Interrogation, the title of this installation, not only stems from the process of asking relatively difficult questions, but also the collaborative nature of our work through the Latin root, “inter-” meaning “together.” Even still, the word carries a rather confrontational tone, but we delved into that connotation by referencing student-teacher dynamics through the chairs facing each other in the installation. Though the stool naturally puts the occupant at a higher level than that of the supposed student, this juxtaposition also challenges the notion that only the Student learns, or that only the Teacher has worthwhile ideas; the text on the stool empowers and encourages the act of inquiry, regardless of experience.

Thoughts on Thesis

Going into brainstorming for thesis next semester, I felt like I was in a strangely comfortable place. In the last few years, I have slowly become less apologetic and more confident about the work I am able to present, so what note would be worth ending on?

After thinking extensively about what I have talked about in my projects in semesters past, I have realized that there is one subject I have failed to formally address.

Myself.

Typically, I have felt this responsibility or urge to reach out to someone across the aisle, whether that be a specific few people, or a general audience. However, one of the biggest questions I still have looming over my head is, “What can Design do for me? What can my Design do for me?”

With this idea in mind, I began to consider exploring the schism between my feelings & emotions and my consequent actions & reactions, and how this divide is affected by my psyche. The notion of acting against my interests is one that pops up in many of my therapy sessions, and that was an idea I wanted to understand and visualize.

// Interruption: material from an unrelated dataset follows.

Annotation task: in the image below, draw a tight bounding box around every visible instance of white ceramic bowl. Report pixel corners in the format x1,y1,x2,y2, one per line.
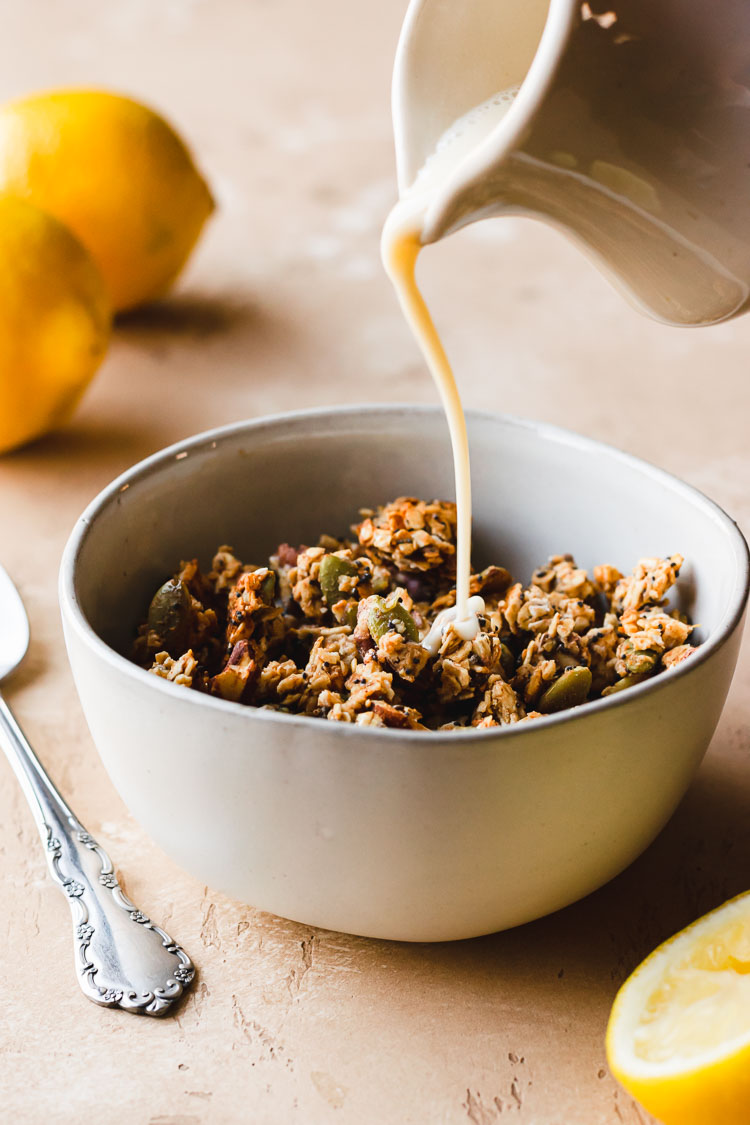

Ultimately, I am looking to present a self-portrait from the lens of my mental state as I work to understand what I want from life. I want this self-portrait to represent a whole semester’s worth of time, but also include snapshots of my day-to-day thoughts. I feel like a lot of the weight I carry is from my past, with memories coming back in waves, and I hope to use this as a cathartic opportunity to let go and move forward in becoming the best version of me possible.

Working thesis statement:

What Do You Want?
by Juan Estela

What Do You Want? aims to activate a more introspective part of my brain in my Design practice. It acknowledges the divide between my desires and the obstructive behavior that inhibits the manifestation of those desires, using my emotions and the longevity of those emotions as a measure for my level of fulfillment. It challenges the notion that Design’s only purpose is to reach out to someone across the aisle, and challenges myself to have a hard, but necessary conversation with myself in a graphic and inquisitive way about what I value and what I strive for as I transition into a new stage of life post-graduation.

The content, while also informed by research regarding mental conditions and the human psyche, is mostly fueled by a consistent, intensive journaling process, which serves to notice patterns in my thoughts, feelings, and actions. These records allow me to quantify and qualify my feelings and my responses to those feelings, and how those responses either benefit or impede from what I think I want. The result will take the form of various smaller projects, such as data visualizations, a system of communication for myself, and a manifesto which clearly outlines to myself what I want. While this is clearly a very introspective piece, the aim in making myself vulnerable by presenting this content is to make an audience question whether they are honest about their desires, and if their actions align with what they think they want.